Today I packed everything out of my house in St. George and headed easy for Moab, near Arches National Park. It's a five hour drive through terrain marked with ever-changing mountains and landscapes. And very limited phone service.


To break up the trip (and to add a good hour to the trip), I swung through Panguitch to hike in Red Canyon, a collection of red rock formations along Highway 12 in Utah.


Red Canyon


Red Canyon is beautiful, its red sandstone rock formations reminiscent of those in Bryce Canyon, but spotted with tall pines for a beautiful evergreen color contrast.

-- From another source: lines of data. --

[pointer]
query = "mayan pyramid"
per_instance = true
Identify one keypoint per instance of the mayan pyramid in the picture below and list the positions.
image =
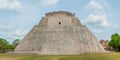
(59, 33)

I did one loop that covered Birdseye, Pink Ledges, and Golden Wall Trails and an out-and-back called Buckhorn Trail.

Love this shot with the red rock, the green pines, the blue sky, and that balancing rock! Still can't get over how these are formed and how in the world they stay standing!


A bigger-than-life cairn:


Does this trail look up hill? Trust me. It is. :)


Does this trail look downhill? Trust me. It is. :) Hard to make out in this pic, but do you see all the switchbacks zigzagging down the side of the hill? See the angle of the trees, how you are seeing them from the tops down? If you look closely, you can just make out a person in the center of the photo, right where the tree line begins. This is Buckhorn Trail.


Butch Cassidy's Childhood Home


If you're a big fan of the Wild West era and good ol' spaghetti westerns (talking to you, Dad), you will love this stop.


Brianne had suggested this as one of many sites to see in Utah and it worked out perfectly that I passed right by it as I took Highway 89 from Red Canyon to Moab, so I pulled in to check it out.


Butch Cassidy, notorious Wild West outlaw born in 1866, was raised by Mormon pioneer parents. He was the oldest of 13 children and grew up in Utah. The family moved to this particular site when Cassidy was 14; he left home at age 18. It was beautiful, nestled into the foot of a hill with trees growing up around it.

Here's a closer look at the house he lived in. The interior is sparsely decorated with a bed, a cookstove, and a couple kitchen chairs from that period, plus a ladder to a little loft area where I assume a lot of the kids slept. I suspect in reality it was FAR more cramped and cluttered with all the things it takes to keep a large family warm and fed.

The site includes some placards about Cassidy's career in crime. It was interesting, even though it celebrates the life of a criminal!


In other news ...


My car turned over 30,000 miles today. I've now put on more than 4,000 miles in seven weeks!